Levin, Rick. “Growing Pains” Eugene Weekly. Alt-Press Watch. 19 March 2015. 19 July 2015

Rick Levin is a writer for Eugene Weekly. In his article “Growing Pains,” Levin discusses how the government and big businesses can capitalize on the production and distribution of marijuana, however, he argues that the legalization of marijuana will not put an end to the black market.

According to Levin, legalizing marijuana for recreational purposes creates a lot of questions regarding the economy, ethics, and the legal system. Legalizing marijuana would seem easy since people are going to smoke it whether it is legal or not, however in reality it is more complex.

Levin argues that the purpose of capitalism is to keep money flowing. The black market does not hinder the flow of money and has it’s own “system of supply and demand.” Previously before marijuana was made legal for medical and recreational purposes, growers were able to sell a pound for $4,800. Now a pound cost about $1,400, in other words, the value has been depreciating. With the legalization of marijuana does not mean an end to the black market, Levin states, “it may evolve and morph into something slightly different.” Legalizing marijuana is suppose to help reduce the amount of illegal activity and violence associated with it. It is not the drugs that is the problem but the people who are growing and distributing them.

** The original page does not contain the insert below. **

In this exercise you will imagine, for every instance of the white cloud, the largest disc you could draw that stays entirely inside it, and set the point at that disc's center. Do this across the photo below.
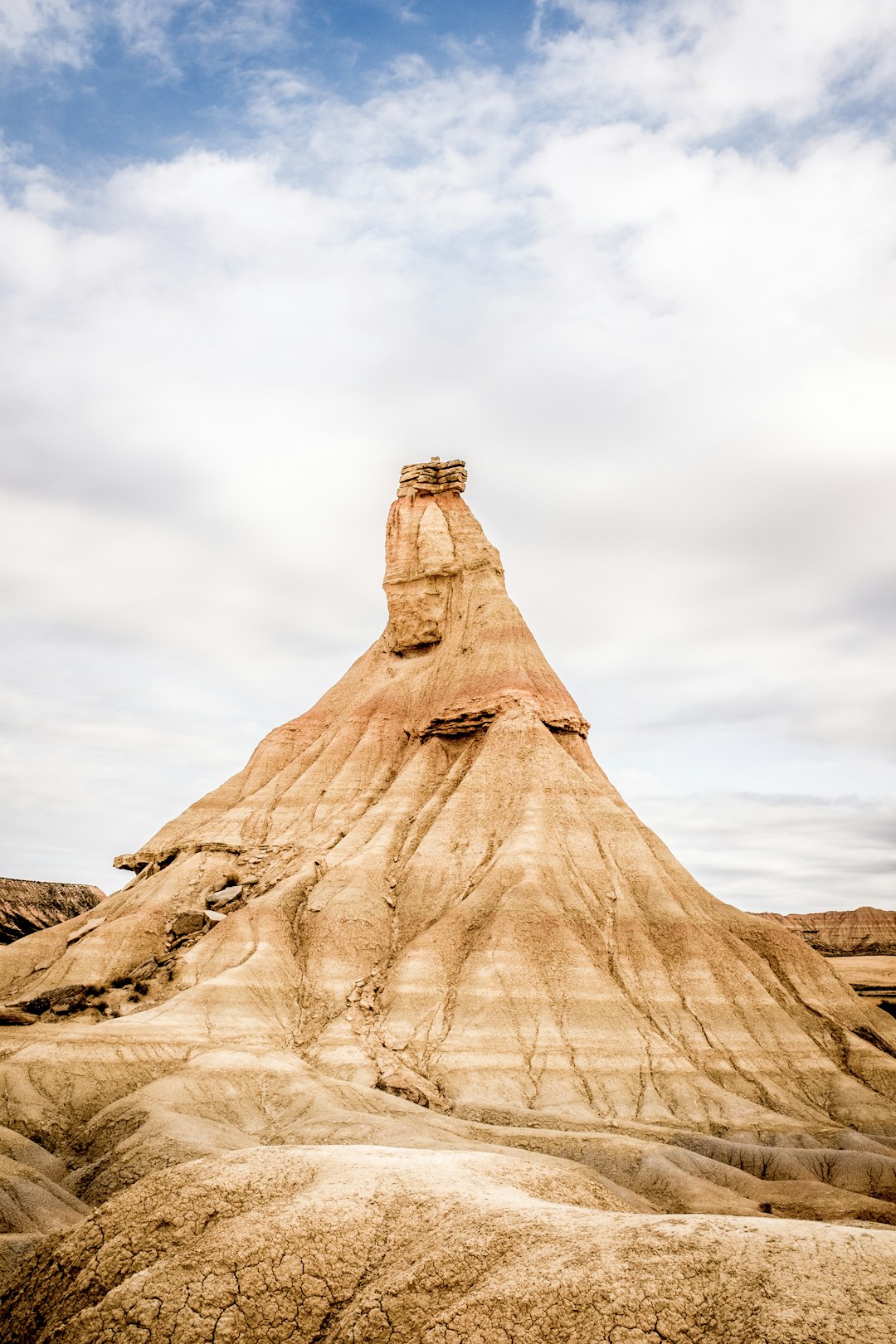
(665, 357)
(54, 32)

Levin points out that the legalization of marijuana will give not only the government but big businesses the opportunity to exploit and monopolize on the industry. On the other hand, Levi describes the legalization of marijuana “necessary to create jobs, generate revenue and to establish rules and regulations for public safety.” Marijuana can become a booming industry providing jobs to thousands of people and bringing in revenue for the government. It has been shown that legalizing marijuana for recreational purposes can generate millions of dollars. Such earnings can be used towards things such as schools and other beneficial public programs.

Overall Levin’s article “Growing Pains,” argues that although legalizing marijuana would be beneficial by providing jobs and an increase in revenue for the government, it doesn’t address the major issue at hand. It may reduce the supply and demand of illegal drugs but it doesn’t fix the problem. There’s still going to be a black market and that results in continuous violence. This article provides a different point of view from what I have previously read and makes for a great debate. This article will be beneficial to my peers by providing insight on the legalization of marijuana on the economy and its complexity.